P. ell. Être marteau. Coucher ici? C'est-i qu'vous seriez marteaux? (Barbusse, Feu, 1916, p.116). «Quelle drôle de boîte!», se dit le valet de pied, qui demanda à ses camarades si le baron était farce ou marteau (Proust, Prisonn., 1922, p. 227). Personne à l'esprit dérangé. Ce garçon ne te fera pas un très bon mari, parce qu'il tire du côté de sa mère: une famille de marteaux (Pagnol, Marius, 1931, iv, 10, p.245).
Au vu de cette explication, le substantif marteau devient adjectif "par ellipse". La locution consacrée étant d'abord l'action à proprement parler. Autrement dit, c'est parce qu'on se prend un coup de marteau qu'on devient marteau. C'est parce qu'on a "un coup" de folie qu'on finit fou. Vraiment? JB veut dire tout autant: est-ce vraiment le cas au niveau de l'évolution sémantique du terme? est-ce vraiment le cas dans la vraie vie?
De plus, deuxième constatation qui amène une deuxième question: au vu des exemples tirés de la littérature, la métaphore du marteau pour désigner la folie semble récente. Vraiment?
Répondons d'abord à la deuxième question. La consultation de la section étymologique du TLF offre un mystère:
b) 1587 avoir un coup de marteau «être fou» (Ronsard, Œuvres, éd. P. Laumonier, t. 18, p. 293, vers 11); 1889 être marteau (d'après Esnault)
Ainsi donc, on aurait une occurrence vers la fin du XVIe siècle chez Ronsard, puis plus rien pendant 300 ans, puis, à la faveur d'on ne sait quoi, la métaphore resurgirait. Hum. JB est on ne peut plus sceptique. D'expérience, il sait que cela n'est guère possible (sauf dans le cas d'un mot grossier qui constitue un tabou linguistique) et qu'il s'agit souvent d'une erreur de lecture.

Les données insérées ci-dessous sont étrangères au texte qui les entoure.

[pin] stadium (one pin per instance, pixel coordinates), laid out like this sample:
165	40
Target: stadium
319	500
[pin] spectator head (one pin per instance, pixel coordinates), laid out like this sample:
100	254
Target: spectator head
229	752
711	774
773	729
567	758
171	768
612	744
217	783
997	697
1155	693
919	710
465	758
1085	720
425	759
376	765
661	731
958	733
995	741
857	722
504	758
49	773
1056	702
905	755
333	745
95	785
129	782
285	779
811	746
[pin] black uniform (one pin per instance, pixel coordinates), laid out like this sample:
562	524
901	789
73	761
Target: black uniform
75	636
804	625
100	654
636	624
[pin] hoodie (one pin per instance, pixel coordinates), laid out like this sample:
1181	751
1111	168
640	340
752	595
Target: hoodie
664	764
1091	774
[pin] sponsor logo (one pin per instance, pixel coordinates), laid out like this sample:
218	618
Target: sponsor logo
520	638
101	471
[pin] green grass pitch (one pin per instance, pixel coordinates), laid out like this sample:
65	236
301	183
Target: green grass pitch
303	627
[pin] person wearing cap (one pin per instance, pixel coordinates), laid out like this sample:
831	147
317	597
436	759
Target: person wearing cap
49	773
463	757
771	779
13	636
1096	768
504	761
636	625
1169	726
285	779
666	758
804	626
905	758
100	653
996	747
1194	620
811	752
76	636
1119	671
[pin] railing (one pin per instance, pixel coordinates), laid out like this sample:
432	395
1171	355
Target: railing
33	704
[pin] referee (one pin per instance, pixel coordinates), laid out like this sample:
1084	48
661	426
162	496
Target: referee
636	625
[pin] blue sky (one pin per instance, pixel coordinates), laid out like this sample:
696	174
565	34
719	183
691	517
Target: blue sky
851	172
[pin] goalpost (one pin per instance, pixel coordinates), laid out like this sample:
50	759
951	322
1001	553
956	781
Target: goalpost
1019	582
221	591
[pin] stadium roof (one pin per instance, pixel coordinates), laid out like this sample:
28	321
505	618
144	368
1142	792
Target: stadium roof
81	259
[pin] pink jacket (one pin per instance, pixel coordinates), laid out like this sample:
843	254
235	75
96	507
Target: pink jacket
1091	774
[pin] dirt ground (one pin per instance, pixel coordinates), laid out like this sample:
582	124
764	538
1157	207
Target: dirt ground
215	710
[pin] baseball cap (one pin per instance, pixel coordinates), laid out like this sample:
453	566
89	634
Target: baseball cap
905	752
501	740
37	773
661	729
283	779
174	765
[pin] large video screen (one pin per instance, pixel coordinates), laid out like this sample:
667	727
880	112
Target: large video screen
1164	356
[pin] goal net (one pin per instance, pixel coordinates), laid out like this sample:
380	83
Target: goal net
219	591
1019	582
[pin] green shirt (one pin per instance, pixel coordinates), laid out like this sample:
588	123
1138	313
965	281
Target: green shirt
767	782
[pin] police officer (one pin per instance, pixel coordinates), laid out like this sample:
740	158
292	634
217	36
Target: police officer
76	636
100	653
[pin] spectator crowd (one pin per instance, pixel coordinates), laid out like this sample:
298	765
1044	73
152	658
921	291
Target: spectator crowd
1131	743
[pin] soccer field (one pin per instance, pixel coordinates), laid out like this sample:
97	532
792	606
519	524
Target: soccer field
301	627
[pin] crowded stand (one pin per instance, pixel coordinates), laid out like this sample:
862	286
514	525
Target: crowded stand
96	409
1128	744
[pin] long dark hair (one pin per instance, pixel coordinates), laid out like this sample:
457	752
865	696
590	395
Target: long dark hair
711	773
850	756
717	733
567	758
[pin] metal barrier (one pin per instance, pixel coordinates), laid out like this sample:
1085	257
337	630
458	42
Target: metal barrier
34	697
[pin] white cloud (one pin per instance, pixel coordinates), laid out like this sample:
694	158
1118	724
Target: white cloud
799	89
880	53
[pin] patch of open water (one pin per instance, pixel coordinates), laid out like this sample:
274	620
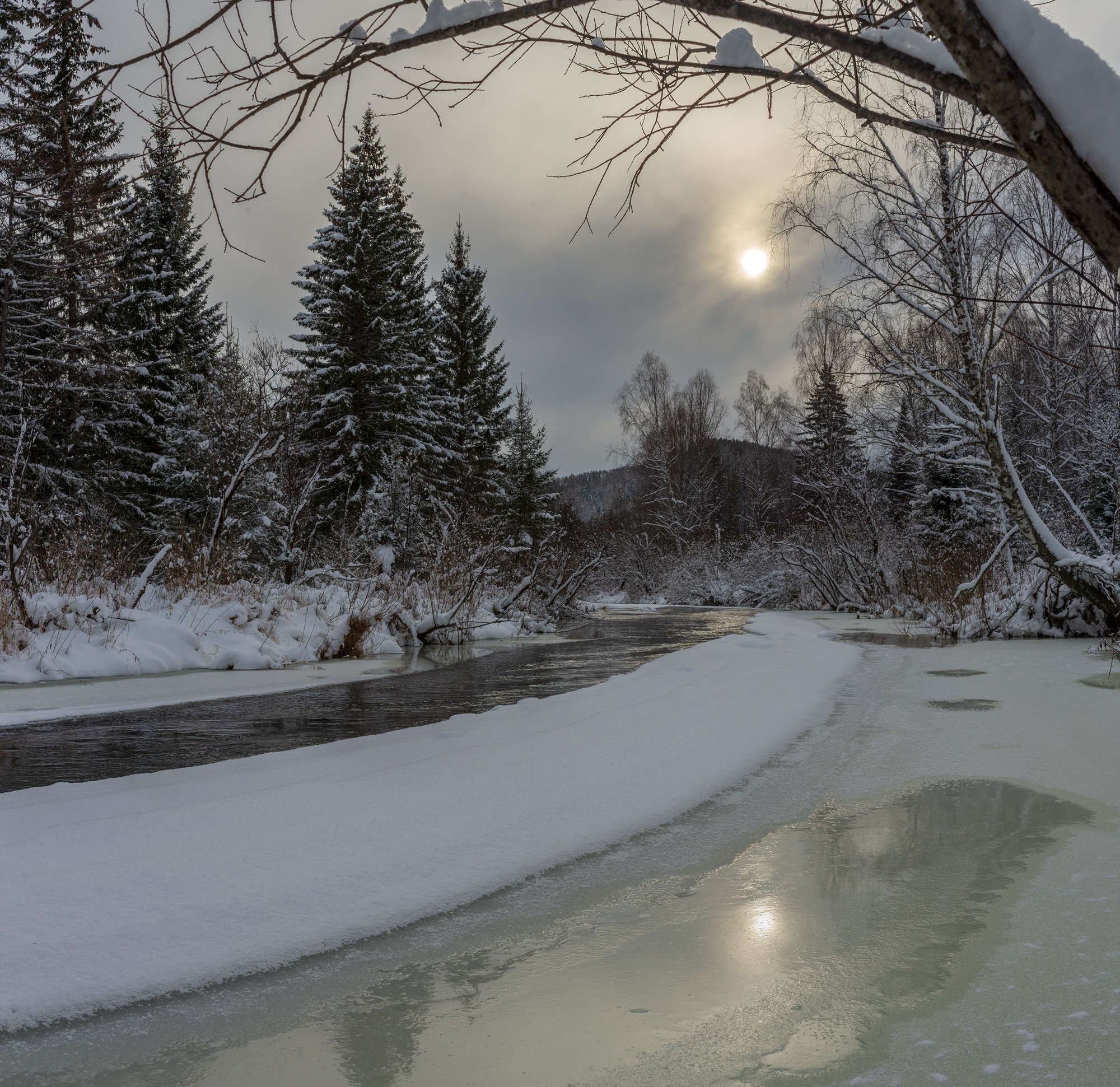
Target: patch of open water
771	936
454	680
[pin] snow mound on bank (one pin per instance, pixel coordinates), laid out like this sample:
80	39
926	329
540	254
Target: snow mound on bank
132	888
90	637
248	627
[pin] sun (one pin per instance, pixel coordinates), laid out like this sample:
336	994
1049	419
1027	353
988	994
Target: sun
754	263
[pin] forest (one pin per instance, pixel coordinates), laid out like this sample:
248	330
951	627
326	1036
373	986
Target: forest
948	452
377	474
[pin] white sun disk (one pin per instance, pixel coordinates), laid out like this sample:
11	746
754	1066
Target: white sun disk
754	262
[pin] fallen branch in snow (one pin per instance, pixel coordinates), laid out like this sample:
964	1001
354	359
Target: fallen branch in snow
148	571
968	586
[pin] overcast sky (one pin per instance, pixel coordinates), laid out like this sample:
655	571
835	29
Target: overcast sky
576	315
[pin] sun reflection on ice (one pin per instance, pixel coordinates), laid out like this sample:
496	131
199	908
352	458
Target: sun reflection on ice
763	923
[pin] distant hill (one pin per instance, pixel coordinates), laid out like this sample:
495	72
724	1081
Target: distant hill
751	474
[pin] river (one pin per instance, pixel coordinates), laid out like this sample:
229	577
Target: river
435	683
921	890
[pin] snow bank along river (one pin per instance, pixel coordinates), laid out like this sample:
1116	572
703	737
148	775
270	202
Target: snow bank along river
923	889
129	888
113	743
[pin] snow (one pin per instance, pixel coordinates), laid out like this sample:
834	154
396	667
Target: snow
440	17
25	703
130	888
353	31
914	44
80	636
736	50
1078	86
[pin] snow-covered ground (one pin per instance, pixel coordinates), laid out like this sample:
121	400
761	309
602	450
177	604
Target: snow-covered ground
245	628
129	888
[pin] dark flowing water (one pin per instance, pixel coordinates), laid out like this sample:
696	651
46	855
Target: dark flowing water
111	745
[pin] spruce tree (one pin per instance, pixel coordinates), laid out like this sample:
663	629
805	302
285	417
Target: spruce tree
369	340
527	474
68	365
828	436
477	374
164	315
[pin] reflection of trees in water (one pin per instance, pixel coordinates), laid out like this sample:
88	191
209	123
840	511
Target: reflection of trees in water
377	1038
873	904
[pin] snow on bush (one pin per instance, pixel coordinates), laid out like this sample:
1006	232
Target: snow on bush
239	627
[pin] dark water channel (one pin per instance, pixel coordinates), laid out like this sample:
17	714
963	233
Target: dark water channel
111	745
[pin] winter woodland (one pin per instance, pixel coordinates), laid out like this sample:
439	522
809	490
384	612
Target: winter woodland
179	494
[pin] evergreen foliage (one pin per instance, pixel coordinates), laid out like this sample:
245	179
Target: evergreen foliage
369	344
529	481
66	174
165	319
477	371
828	435
166	326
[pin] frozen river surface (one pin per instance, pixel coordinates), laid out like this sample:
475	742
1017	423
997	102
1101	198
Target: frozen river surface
921	890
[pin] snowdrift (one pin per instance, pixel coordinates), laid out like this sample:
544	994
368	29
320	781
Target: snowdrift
132	888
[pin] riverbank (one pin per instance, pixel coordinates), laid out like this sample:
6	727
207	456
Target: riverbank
124	889
22	704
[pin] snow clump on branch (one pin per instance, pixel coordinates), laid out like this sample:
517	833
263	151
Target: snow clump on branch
1078	86
736	50
353	31
441	18
914	44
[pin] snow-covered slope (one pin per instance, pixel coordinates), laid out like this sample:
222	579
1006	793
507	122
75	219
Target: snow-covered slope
125	889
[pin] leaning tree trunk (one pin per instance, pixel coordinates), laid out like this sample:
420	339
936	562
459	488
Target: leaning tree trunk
1004	90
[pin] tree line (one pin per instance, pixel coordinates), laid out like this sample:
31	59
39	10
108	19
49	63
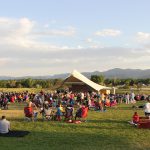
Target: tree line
55	83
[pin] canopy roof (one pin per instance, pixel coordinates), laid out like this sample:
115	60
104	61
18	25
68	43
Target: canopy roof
77	78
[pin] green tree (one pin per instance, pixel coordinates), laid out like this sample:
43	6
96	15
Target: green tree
98	79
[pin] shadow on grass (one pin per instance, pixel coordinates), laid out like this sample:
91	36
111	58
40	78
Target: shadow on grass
65	140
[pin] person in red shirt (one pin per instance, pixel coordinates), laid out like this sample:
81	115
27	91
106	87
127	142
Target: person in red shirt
135	118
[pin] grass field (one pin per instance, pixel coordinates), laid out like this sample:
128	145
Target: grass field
103	130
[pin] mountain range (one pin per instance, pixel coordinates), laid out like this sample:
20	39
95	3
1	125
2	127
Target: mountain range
113	73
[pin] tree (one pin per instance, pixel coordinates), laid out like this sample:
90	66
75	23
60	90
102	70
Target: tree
99	79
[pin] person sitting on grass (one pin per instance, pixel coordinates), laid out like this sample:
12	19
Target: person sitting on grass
147	108
30	111
69	113
46	111
58	113
135	119
4	125
82	112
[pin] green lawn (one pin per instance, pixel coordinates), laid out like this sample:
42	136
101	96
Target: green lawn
103	130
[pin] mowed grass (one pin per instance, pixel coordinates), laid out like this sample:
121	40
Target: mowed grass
103	130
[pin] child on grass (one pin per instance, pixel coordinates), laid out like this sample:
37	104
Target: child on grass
135	119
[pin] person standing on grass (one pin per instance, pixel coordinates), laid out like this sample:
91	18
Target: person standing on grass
4	125
127	98
147	108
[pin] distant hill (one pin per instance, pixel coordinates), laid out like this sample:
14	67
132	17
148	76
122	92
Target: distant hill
113	73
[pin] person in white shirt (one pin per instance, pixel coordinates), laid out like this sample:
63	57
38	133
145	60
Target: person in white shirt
4	125
147	108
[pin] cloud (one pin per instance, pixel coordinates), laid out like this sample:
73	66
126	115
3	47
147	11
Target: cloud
27	48
54	32
108	32
143	37
26	34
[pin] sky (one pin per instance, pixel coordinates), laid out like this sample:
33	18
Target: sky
46	37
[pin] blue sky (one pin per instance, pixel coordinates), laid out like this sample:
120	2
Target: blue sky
57	36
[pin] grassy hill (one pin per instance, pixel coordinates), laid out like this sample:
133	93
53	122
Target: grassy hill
102	131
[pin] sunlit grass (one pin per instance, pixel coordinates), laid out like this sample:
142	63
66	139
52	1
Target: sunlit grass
103	130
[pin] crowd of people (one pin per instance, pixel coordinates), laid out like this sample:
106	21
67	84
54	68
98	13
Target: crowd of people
67	105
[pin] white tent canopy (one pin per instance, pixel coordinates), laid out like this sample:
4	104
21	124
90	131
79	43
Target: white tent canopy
77	78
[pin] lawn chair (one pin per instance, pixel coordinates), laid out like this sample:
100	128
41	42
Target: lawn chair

Et il est d'autant plus sceptique que le Cotgrave (1619), le premier vrai dictionnaire (en fait français > anglais) de la langue française, n'indique pas ce sens — en revanche, il donne trois proverbes alliant l'enclume et le marteau, tournures restées dans le langage. Idem des Curiosités françaises d'Antoine Oudin (1640) qui lui aussi recense "entre le marteau et l'enclume" mais ne cite aucun "coup de marteau" synonyme d'"accès de folie". Un bond au XIXe siècle dans les dictionnaires d'argot ne donne là non plus pas le moindre résultat, ni chez Delvau (1866), ni chez Rigaud (1888).
Aha.
Pourtant, le Robert historique de la langue française est formel:
◊ On dit au figuré être marteau “être fou” (1889), elliptiquement d'après avoir un coup de marteau (1587) par le sémantisme qui donne toqué, frappé, dingue, etc.
Là encore cette mystérieuse date de 1587 qui renvoie à Ronsard, alors que l'attestation de la métaphore est seulement attestée en 1889. Ce qui est d'autant plus plausible du fait, on vient de le voir, de son absence dans les dictionnaires d'argot. De même, ni Les études philologiques comparées sur l'argot de Francisque Michel (1851), ni L'argot ancien de Lazare Sainéan (1907) ne proposent d'entrées au mot marteau dans un sens et un emploi populaire, alors même que le TLF qualifie ainsi la locution. C'est signe qu'elle est bel et bien postérieure aux études sur l'argot effectuées et parues dans la seconde moitié du XIXe siècle.
Pour peu qu'elle eût été utilisée autrefois, elle figurerait dans le Dictionnaire de Furetière (1690), le moins orthodoxe de tous quand on le compare à celui de Richelet (1680) ou aux éditions de l'Académie — et l'emploi syntagmatique y figurerait d'autant plus qu'il a été employé par Ronsard, LE plus grand poète français de la Renaissance. Or rien. Alors, quid?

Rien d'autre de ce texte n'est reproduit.